L'effort de rationalisation, dans ce premier cas de figure, devrait être assez simple à mettre en oeuvre, à condition qu'on le décide et qu'on le veuille. Sur ce type de compétences, on pourrait appliquer le concept de collectivité locale " chef de file ". Une piste pourrait être la délégation à une seule collectivité, pour instruire le dossier et déclencher les cofinancements, si on estime qu'on ne peut se passer de ceux-ci. Ce pourrait être une première étape.

Une convention pourrait par exemple confier l'instruction au service régional. Les départements apporteraient leur cofinancement sur déclenchement de l'instruction au niveau régional. Cette piste me paraît pouvoir éviter certains gaspillages budgétaires et surtout gagner du temps, qui, comme chacun sait, vaut de l'argent !

Seconde catégorie de compétences où les choses se compliquent : celles qui correspondent aux domaines où la collectivité ne se contente pas seulement de financer mais gère des équipements nécessitant la mise en place de moyens budgétaires et de personnels. Tel est le cas des compétences que les conseils généraux assument en matière de routes ou d'équipements scolaires. C'est sans doute dans ce cas de figure qu'il nous faut raisonner de façon rigoureuse en termes de bloc de compétences homogènes.
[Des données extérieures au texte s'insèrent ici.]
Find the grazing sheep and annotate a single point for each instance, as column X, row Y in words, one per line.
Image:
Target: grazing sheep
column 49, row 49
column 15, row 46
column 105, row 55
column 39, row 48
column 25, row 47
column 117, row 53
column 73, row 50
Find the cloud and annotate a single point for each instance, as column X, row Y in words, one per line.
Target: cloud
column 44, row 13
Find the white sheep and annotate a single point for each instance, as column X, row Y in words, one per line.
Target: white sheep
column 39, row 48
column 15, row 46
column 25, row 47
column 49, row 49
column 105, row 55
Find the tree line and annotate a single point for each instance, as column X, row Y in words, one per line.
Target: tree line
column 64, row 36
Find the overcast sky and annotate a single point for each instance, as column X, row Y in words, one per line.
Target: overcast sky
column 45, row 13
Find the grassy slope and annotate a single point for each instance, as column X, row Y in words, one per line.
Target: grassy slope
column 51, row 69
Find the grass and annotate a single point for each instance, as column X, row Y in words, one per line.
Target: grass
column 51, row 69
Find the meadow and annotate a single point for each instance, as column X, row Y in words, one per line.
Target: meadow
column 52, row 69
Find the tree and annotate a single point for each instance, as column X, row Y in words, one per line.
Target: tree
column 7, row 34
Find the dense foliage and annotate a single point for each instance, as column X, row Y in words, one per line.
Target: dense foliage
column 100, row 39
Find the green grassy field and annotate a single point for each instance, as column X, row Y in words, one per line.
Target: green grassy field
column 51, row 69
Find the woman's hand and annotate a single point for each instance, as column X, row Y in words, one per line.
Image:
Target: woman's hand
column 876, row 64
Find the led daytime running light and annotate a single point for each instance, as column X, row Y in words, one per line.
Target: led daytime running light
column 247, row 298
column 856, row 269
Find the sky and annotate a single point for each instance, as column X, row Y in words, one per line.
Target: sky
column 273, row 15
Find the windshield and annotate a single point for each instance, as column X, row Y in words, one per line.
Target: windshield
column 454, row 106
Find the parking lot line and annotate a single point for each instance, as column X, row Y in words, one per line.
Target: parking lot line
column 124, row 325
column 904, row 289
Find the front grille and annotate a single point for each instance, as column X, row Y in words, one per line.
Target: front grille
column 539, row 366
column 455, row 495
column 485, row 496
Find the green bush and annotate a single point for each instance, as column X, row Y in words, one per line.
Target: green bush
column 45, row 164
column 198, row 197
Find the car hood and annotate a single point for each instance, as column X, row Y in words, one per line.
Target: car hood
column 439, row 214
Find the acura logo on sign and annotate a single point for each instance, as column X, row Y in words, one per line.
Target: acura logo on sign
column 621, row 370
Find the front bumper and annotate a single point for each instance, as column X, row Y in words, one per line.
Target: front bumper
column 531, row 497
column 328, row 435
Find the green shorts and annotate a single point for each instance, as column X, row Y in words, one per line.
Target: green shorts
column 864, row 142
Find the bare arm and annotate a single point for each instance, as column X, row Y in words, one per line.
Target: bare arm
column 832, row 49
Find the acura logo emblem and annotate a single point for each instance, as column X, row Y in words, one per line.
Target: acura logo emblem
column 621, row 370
Enfin, troisième cas de figure -de loin le plus complexe : celui où l'exercice de la compétence se traduit également dans le respect de la législation nationale, par la définition de politiques locales particulières. Il s'agit bien évidemment pour l'essentiel du domaine de l'action sociale.

Il faut éviter dans ce domaine les dispositifs de cogestion, et je sais que c'est une de vos préoccupations. Mais il est des domaines, comme l'action sociale, qui ne peuvent être, pour au moins un certain temps, financés exclusivement par un seul niveau de collectivité. Je citerai le RMI, ou un certain nombre de modalités d'attribution d'allocations, dont les caractéristiques ne peuvent être que nationales.

L'évolution constatée ces dix dernières années a montré la limite de la clarification opérée en 1983. Il faut incontestablement faire l'effort d'avancer sur ces sujets, en tenant compte des trois types de compétences que j'ai énumérées.

La seconde exigence est évidemment celle de la compensation financière. Nous avons atteint un équilibre entre dotations et ressources fiscales des collectivités territoriales, et il me paraît bien difficile de continuer d'aller au-delà. Pourra-t-on parler d'autonomie de gestion des collectivités territoriales si l'on dépasse la barre des 50 % de dotation ? La compensation d'éventuels nouveaux transferts pose ce problème, l'autre hypothèse étant le transfert d'impôts. Or, on sait aujourd'hui qu'en matière d'impôts localisables, on a atteint la limite de ce qui est disponible. Nous buterons donc incontestablement sur cette difficulté en cas de transfert de compétences.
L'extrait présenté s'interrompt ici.